As a Rails freelancer, it’s not rare for me to rescue apps with broken cron jobs, which often induce severe bugs. I definitely wanted to avoid those issues when bootstrapping WiseCash though — and to make sure I could sleep well at night or go on week-ends without having my family life disturbed. Here is what I do so far to achieve that goal.
Keeping an eye on your scheduled tasks with Proby
Proby monitors your cron jobs execution and notifies you if one didn’t run or ended up with an error.
Each cron job has a unique id and you just wrap the cron call with the proby script:
0 7 * * 0 PROBY_TASK_ID=XYZT /yourapp/current/script/proby 'cd /yourapp/current && RAILS_ENV=production bundle exec rake cron:remind'
Cron jobs may not start for various reasons (RVM setup, missing dependency, …) and may also start but raise errors. You’ll get notified by email in both cases — put appropriate email routing rules in place to make sure you can get a proper notification.

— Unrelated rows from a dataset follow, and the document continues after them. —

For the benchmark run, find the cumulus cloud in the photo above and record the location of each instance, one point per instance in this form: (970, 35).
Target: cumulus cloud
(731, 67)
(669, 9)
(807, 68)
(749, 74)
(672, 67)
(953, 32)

Note that I had to tweak the proby script a bit to make sure errors were reported as such, in my case (see my gist).
Getting detailed error notifications for cron jobs
If you use an error notification service, make sure it properly handles rake tasks (or whatever form your cron jobs take). If you are unsure, make a real test and verify what happens in case of error, because I found out that not all notification services handle rake tasks properly.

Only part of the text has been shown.